Brent Newport found out only a month ago that he would fly to Indianapolis to the Future Farmers of America national convention to accept the Honorary American degree. It is one of the highest non-academic recognitions an educator can receive from the national organization.
"It was a very, very big surprise," he said of the nomination from his state supervisor. "That makes it even more rewarding that someone thought I deserved this."
Newport and four agriculture students from Lodi High School traveled to the 81st National FFA Convention last week, where he received the plaque and medal before a crowd of 48,000. When his name was called and he walked across the stage to accept the award, his wife and 10-year-old daughter, who wants to be an ag teacher, were there.
Only five Californians were nominated for the degree this year.
"I'm still in awe that I was recognized," said Newport, who was still getting back into the swing of school this week after the two-day, midweek trek to Indiana.
Newport, a 1982 Galt High School graduate, started teaching at Lodi High in 1995. Today, the school's agriculture program boasts more than 200 students and is less focused on animals and more on plants and life and soil sciences, due to state testing mandates.

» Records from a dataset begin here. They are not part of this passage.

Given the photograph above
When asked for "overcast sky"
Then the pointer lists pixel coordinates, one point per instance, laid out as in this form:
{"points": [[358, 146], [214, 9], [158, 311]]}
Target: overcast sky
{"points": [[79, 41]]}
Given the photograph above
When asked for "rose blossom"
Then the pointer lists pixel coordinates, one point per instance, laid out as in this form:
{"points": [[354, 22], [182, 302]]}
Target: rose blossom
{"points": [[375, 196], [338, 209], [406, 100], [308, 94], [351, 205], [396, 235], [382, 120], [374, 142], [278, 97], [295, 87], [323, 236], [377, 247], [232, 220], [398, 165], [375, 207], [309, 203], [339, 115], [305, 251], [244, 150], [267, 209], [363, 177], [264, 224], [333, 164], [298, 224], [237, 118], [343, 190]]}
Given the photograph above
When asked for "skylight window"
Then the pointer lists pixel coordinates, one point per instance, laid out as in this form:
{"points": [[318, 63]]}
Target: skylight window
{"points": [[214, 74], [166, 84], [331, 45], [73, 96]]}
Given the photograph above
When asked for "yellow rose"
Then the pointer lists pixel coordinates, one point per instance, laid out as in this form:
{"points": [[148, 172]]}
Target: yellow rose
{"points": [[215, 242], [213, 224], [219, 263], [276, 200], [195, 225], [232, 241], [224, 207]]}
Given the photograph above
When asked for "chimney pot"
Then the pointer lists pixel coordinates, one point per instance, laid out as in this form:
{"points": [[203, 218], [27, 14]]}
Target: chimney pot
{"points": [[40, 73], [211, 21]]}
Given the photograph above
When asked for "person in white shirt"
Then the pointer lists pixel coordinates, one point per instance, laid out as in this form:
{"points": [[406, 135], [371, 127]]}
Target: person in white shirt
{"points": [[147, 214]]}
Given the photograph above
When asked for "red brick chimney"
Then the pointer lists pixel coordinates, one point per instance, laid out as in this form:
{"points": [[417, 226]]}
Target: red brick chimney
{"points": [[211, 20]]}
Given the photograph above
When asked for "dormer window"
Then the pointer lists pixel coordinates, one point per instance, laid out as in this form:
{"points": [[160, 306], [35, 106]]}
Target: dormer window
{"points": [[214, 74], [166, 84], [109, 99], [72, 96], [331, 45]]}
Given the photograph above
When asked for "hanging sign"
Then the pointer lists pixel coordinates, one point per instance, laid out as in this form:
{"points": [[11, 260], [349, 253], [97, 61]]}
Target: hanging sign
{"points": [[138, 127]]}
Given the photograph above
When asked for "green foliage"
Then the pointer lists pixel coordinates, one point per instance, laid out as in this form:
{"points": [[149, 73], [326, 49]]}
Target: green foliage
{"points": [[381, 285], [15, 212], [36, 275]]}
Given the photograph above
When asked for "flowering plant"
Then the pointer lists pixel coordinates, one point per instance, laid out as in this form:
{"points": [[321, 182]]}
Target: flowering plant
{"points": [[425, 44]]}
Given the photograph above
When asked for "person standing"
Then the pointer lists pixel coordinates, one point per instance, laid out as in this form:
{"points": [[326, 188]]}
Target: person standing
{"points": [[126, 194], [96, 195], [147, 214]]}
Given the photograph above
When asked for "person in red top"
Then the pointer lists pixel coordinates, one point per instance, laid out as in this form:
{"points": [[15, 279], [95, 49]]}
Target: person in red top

As the longtime department chair of the school's agriculture department, he is also the lead teacher in the school's Sun Academy, a California Partnership Academy that caters to students who have indicated an interest in entering careers working in the environment, Lodi High Principal Bill Atterberry said.
Future Farmers of America Honorary American Degree at a glanceThe award is bestowed upon educators who advance agricultural education and FFA through outstanding personal commitment. To be eligible for this award, a teacher must have 85 percent FFA membership in their classroom in the last year and have completed at least 10 years teaching agricultural education.Source: National FFA Organization
Newport is also responsible for the work experience students, the environmental and spatial technology and pre-engineering labs and the agricultural mechanics class. He also coaches vine pruning, farm records and job interviewing. He currently teaches ag mechanics and ag computers, but has also taught ag biology, ag physical science, ornamental horticulture and ag business.
Last year, he won an outstanding adviser award from the state FFA organization.
His interest in agriculture comes from his days of showing animals in county fairs while an FFA member in Galt. Lodi High ag teacher JessaLee Goehring, who had Newport as a teacher when she came to Lodi High during her sophomore year, said he helped turn the school's agriculture program around.
"Many people in our profession put in countless hours to educate our youths and to give them a high quality and challenging curriculum. Brent is one of those teachers who stand out in agriculture," she added. "He truly deserves this award."
Atterberry echoed Goehring's sentiments.
"He has sacrificed time away from his wife and three daughters for the improvement of our agriculture department and to his FFA students," he said. "He is a team player who does what he can to support the school. This honor is a fitting testament to his contributions to teaching and to agriculture."
Also at last week's national convention, sophomore Josh Larson was commended for his achievements in engineering and the school's chapter was recognized as a three-star team.